Escrito por Gabriela Albuquerque


Inclusiva.

Se fosse permitido apenas uma palavra para descrever a exposição Rapture, de Ai Weiwei na Cordoaria Nacional em Lisboa, eu escolheria essa: inclusiva.

Sim, estamos todos transtornados, estamos mentalmente e fisicamente doentes. Estamos exaustos, desesperançosos e quase náufragos em um cotidiano de acontecimentos e notícias que têm escalado pessimamente, ou que estão a correr muito mal, como dizem os portugueses.

Pertencer, se sentir incluído e “a salvo”, ainda que seja uma sensação de segurança ilusória, virou nossa principal tábua de salvação.


Por isso me senti abraçada, incluída e pertencente, depois de sair - extasiada - da exposição de Weiwei.

Para quem viu a exposição, pode parecer confusa, ou estranha, essa sensação, afinal, quase todas as mazelas que atravessamos, estão presentes lá, de forma tão clara e explícita, que chega a ser desconcertante. Vídeos de trajetórias trágicas, de refugiados ao redor do mundo, cenas da repressão chinesa, desabamentos e mortes de crianças, guerras, catástrofes ambientais, pandemia, etc.

Tudo que nos assombra está lá, escancarado, em escalas muitas vezes agigantadas. Como o imenso rolo de papel higiênico de mármore, símbolo bizarro do nosso instinto egoísta de sobrevivência.

Por isso, aquilo que deveria me causar desconforto, me causou acolhimento. Meus fantasmas todos, deixaram de ser pessoais. Vivemos um pesadelo coletivo.

E a saída só pode ser essa: pela coletividade.

Desde as grandes obras, elaboradas a muitas mãos, até a necessidade de agir quase como uma equipe esportiva em um barco de refugiados, reforçam a ideia, de que a única chance de sucesso, virá dos esforços em grupo. A liberdade, só existe de fato, quando todos forem livres. Não há outra saída.

Mais do que mostrar e retratar nossas mazelas, Weiwei, nos convida à ação, à reflexão.

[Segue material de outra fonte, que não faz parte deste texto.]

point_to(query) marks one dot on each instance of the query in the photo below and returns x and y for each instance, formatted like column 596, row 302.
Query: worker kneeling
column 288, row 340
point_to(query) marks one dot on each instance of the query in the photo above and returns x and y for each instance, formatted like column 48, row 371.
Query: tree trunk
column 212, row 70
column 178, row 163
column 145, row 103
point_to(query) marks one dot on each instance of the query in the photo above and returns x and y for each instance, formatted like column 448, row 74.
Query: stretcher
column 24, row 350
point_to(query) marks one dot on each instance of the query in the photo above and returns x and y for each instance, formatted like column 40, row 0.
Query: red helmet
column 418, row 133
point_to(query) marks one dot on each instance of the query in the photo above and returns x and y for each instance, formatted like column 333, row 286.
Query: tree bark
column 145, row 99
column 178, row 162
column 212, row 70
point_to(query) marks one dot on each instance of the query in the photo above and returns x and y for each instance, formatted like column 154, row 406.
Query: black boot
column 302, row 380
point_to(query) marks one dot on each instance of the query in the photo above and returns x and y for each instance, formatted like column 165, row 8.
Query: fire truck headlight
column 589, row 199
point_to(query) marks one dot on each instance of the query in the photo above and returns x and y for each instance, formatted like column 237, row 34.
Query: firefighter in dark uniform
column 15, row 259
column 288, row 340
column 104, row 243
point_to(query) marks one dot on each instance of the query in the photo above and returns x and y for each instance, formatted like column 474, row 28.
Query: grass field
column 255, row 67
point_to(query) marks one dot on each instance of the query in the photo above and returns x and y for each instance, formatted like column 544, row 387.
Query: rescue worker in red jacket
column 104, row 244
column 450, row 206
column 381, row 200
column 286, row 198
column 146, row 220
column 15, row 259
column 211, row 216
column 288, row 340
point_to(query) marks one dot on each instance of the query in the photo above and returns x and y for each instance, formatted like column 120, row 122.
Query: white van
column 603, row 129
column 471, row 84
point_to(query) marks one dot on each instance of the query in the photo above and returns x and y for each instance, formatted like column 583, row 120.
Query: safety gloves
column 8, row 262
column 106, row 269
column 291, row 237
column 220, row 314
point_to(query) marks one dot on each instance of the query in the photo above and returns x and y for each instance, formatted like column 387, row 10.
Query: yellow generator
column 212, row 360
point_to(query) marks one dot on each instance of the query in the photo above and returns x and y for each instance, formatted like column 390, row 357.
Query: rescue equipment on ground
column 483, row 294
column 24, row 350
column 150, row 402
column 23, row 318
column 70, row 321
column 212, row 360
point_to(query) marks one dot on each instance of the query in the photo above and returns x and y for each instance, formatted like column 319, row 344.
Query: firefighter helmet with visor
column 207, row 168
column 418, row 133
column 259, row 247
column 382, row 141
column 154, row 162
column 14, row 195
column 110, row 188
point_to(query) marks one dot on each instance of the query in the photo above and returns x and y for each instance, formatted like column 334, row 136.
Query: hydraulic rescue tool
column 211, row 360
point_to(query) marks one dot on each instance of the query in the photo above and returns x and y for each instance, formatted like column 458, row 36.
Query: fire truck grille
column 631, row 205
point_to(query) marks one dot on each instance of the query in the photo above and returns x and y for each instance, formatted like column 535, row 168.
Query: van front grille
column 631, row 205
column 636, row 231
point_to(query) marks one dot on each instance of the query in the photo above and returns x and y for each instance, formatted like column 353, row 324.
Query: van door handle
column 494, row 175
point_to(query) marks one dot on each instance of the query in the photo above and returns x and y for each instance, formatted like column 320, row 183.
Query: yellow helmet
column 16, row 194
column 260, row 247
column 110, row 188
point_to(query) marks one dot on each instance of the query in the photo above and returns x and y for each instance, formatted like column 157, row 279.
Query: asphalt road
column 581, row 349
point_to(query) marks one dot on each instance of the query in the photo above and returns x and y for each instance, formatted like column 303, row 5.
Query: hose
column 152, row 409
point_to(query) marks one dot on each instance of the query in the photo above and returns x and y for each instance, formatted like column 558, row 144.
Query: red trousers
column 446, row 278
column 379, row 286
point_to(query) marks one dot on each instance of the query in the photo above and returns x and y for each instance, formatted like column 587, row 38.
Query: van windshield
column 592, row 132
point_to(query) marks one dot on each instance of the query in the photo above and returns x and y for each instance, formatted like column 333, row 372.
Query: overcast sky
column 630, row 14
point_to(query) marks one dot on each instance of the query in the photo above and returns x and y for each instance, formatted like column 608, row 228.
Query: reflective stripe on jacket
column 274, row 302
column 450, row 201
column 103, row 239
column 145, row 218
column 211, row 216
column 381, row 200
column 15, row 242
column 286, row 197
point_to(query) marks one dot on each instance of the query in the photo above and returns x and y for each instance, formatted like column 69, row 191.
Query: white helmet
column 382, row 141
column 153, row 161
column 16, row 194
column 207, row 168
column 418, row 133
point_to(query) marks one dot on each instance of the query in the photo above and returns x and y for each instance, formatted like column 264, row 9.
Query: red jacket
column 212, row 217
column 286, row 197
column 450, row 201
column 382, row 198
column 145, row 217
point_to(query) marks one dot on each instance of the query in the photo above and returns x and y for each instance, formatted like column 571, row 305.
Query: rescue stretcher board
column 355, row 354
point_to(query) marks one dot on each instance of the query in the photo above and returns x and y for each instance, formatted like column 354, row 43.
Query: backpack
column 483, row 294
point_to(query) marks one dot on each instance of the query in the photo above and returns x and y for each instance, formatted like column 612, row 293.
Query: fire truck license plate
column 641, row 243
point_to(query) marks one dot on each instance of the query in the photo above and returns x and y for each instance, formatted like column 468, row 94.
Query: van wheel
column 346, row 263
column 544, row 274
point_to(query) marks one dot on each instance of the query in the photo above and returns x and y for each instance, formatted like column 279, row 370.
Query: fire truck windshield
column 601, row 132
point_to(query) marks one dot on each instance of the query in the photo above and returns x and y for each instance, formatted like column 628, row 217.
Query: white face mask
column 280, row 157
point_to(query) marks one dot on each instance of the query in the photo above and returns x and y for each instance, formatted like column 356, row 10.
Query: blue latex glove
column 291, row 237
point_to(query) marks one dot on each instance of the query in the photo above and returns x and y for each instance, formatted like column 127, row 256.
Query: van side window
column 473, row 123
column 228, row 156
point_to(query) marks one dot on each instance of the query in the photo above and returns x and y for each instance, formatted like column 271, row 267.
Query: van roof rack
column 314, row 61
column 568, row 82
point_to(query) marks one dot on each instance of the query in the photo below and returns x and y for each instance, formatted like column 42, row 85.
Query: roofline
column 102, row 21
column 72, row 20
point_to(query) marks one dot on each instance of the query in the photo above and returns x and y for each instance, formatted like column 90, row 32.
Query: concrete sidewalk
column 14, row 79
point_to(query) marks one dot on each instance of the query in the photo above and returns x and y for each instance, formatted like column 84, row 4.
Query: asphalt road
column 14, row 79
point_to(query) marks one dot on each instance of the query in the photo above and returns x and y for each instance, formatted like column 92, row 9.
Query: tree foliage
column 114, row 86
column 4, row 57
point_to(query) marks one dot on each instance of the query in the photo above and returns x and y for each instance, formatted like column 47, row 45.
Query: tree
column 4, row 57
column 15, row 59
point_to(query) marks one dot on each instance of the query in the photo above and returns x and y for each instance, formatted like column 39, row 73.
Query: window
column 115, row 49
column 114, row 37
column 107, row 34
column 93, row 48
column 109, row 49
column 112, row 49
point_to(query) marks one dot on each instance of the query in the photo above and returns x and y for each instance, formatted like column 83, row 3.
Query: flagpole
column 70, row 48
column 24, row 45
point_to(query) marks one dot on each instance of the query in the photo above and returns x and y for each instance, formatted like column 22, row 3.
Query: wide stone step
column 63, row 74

Arte e vida são indissolúveis, por mais que críticos ao longo da história afirmem o contrário. Viver é um ato político e portanto a arte é política, sempre.

Não há outro caminho.

Inclusão. Coletividade. Liberdade.

Sim, tudo é político!

Que sorte a nossa viver em um mundo onde existe Ai Weiwei.


Exposição aberta até dia 28 de Novembro, 2021.